Candida albicans is a normal part of the human commensal flora, however it is also one of the most common fungal species that can cause human disease. It has recently become the fourth highest cause of nosocomial (hospital-acquired) sepsis, which carries a mortality rate of approximately 40%.
C. albicans causes multiple types of infections but they can be broadly divided into two groups: mucosal and systemic. Mucosal infections present commonly in otherwise healthy women as vulvovaginal candidiasis (thrush), which up to 75% adult women will experience at least once in their life time. C. albicans can also colonise the mouth (oral candidiasis) and can be a problem in newborns and the elderly.
Systemic infection, or disseminated candidiasis, is a much more serious disease. This occurs when a patient is immunosuppressed (due to drugs, chemotherapy or HIV) and C. albicans, normally kept under control by the immune system, invades tissues and enters the bloodstream.
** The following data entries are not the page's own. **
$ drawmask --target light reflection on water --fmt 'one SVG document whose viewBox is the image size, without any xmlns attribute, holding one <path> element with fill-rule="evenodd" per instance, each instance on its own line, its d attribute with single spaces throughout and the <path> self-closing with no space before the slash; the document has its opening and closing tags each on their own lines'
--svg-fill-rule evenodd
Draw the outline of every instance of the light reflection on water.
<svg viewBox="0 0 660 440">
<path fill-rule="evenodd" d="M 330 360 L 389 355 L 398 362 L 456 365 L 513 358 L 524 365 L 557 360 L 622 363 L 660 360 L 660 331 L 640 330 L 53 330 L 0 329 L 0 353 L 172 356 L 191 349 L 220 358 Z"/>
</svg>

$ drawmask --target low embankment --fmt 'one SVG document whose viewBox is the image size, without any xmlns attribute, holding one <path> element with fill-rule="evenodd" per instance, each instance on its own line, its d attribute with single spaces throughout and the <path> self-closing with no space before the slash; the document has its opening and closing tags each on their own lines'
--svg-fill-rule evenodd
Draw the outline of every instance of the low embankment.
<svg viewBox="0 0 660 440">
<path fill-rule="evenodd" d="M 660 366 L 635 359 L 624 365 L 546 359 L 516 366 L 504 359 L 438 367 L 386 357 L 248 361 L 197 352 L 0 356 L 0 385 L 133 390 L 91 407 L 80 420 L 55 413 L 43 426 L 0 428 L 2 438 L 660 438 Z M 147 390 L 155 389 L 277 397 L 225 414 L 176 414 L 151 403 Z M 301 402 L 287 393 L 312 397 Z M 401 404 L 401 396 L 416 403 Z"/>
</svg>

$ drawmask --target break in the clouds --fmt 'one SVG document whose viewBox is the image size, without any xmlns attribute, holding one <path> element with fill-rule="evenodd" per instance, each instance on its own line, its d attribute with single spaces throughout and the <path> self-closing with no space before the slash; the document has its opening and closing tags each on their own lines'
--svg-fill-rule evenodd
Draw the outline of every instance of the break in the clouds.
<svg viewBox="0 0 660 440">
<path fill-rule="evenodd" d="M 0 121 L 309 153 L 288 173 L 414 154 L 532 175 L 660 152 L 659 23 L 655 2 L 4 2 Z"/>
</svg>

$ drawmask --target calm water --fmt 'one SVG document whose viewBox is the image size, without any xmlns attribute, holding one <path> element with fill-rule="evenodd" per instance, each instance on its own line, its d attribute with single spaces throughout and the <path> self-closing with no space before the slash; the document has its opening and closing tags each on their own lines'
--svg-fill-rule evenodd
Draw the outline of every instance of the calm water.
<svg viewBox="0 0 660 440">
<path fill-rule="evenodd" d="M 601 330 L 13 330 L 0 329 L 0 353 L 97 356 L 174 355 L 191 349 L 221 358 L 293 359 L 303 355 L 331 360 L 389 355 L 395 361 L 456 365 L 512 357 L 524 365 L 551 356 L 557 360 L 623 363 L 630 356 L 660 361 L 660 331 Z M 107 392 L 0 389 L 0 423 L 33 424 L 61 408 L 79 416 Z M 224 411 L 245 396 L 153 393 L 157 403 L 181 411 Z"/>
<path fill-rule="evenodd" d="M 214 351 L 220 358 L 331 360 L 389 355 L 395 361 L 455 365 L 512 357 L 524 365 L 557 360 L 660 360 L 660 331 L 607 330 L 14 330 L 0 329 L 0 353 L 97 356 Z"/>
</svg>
C. albicans commonly lives in the human gut therefore invasion of the gut wall by C. albicans (for example, through an ulcer or wound) is thought to be a common way in which disseminated candidiasis can start.
C. albicans morphological forms
C. albicans has three distinct morphological forms. It forms:
- a budding yeast,
- pseudohyphae ,and
- filamentous hyphae (Figure 1).
The ability to switch between these forms is dependent on a number of environmental factors and is essential for this fungus to be virulent. Mutant strains locked into just one of these morphologies have a decreased capacity to infect mice.
Figure 1. The three morphological forms of Candida albicans. Yeast (1) are small, round cells that divide by conventional cell division. True hyphae (3) are elongated cells that do not separate following cell division and are separated by specialised septa that allow passage of cytoplasm and other components between compartments. Pseudohyphae (2) are less elongated hyphae which are more constricted at septa than true hyphae. Pictures courtesy of Simon Vautier.
Immunity to C. albicans
A crucial component in the defence against C. albicans is the pattern recognition receptor, Dectin-1. Dectin-1 is expressed by innate myeloid cells such as monocytes, dendritic cells and neutrophils. Dectin-1 is required for the efficient phagocytosis and killing of C. albicans, because it binds β-glucans which form a layer within the C. albicans cell wall. Mice deficient in Dectin-1 are highly susceptible to disseminated candidiasis. Likewise, humans with the Dectin-1 polymorphism, Y238X, are much more likely to suffer from recurrent C. albicans infections.